Epilogue: The Great Escape
Let’s return to those 12.6 million Chinese graduates stepping into the job market. In one future—the path of the Last Capitalist—they send out thousands of applications that are never read. AI screening tools reject them before a human ever sees their résumé. The entry-level jobs they trained for don’t exist. The career ladder has been retracted. They drive for ride-sharing apps, deliver food, piece together gig work while competing with millions of others in the same boat. Wealth concentrates upward, exponentially, into fewer and fewer hands. They watch from the outside as AI-driven prosperity flows to those who own the infrastructure, the data, the models. They survive, barely, on whatever scraps trickle down—if any.
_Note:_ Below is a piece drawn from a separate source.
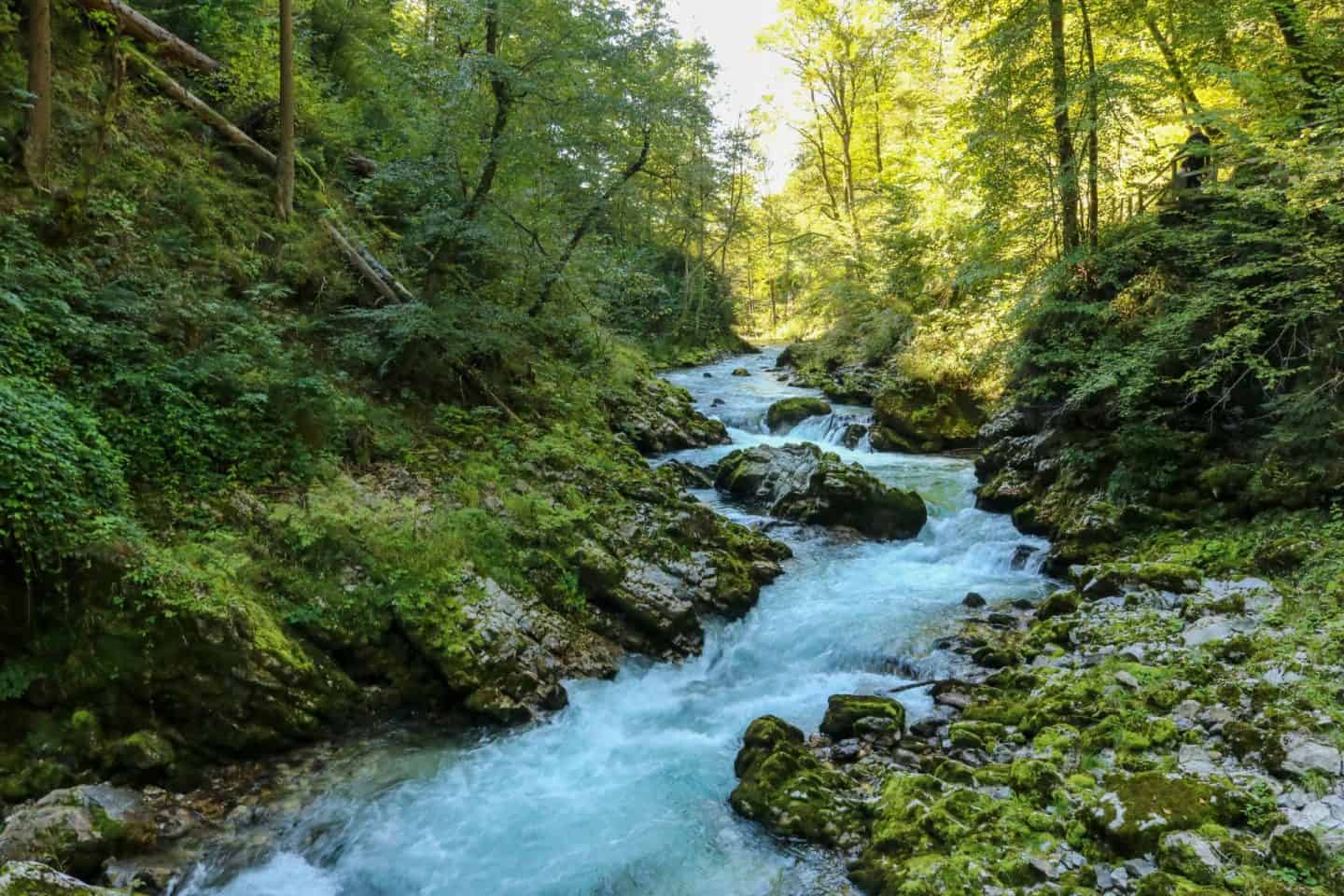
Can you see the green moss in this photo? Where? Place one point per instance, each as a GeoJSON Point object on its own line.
{"type": "Point", "coordinates": [845, 709]}
{"type": "Point", "coordinates": [793, 410]}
In another future—the Great Escape—they wake up in a world where AI’s abundance is shared, not hoarded. They receive a social dividend from the intelligence grid their society co-owns. Their housing, healthcare, and food are guaranteed, not because they’re employed, but because they’re human. Freed from survival mode, some become artists. Some teach. Some build community gardens or explore scientific questions that have no market value. Some do nothing at all for a while, recovering from the grinding anxiety of a system that told them their worth was measured in productivity. They aren’t job applicants competing for scarce positions. They’re citizens of a civilization wealthy enough to let them be fully human.
Which world do we choose? AI could be the Last Capitalist—or our Great Escape. It depends on whether we treat intelligence as a private asset or a public good. History has given us few second chances to redesign society from the ground up. The invention of agriculture. The Industrial Revolution. The internet. AI might be the last one we get.
And this time, we can’t afford to let the future be decided by whoever gets there first. The stakes are too high. The concentration of power too permanent. The window too narrow. The choice isn’t between capitalism and socialism in the abstract. It’s between digital feudalism and shared prosperity. Between the Last Capitalist and the Great Escape.
For those 12.6 million graduates—and the billions who will follow—the decision we make in the next few years will shape not just their careers, but their entire lives. Their autonomy. Their dignity. Their capacity to contribute, to matter, to be more than economically obsolete. We owe them—and ourselves—a future worth inheriting.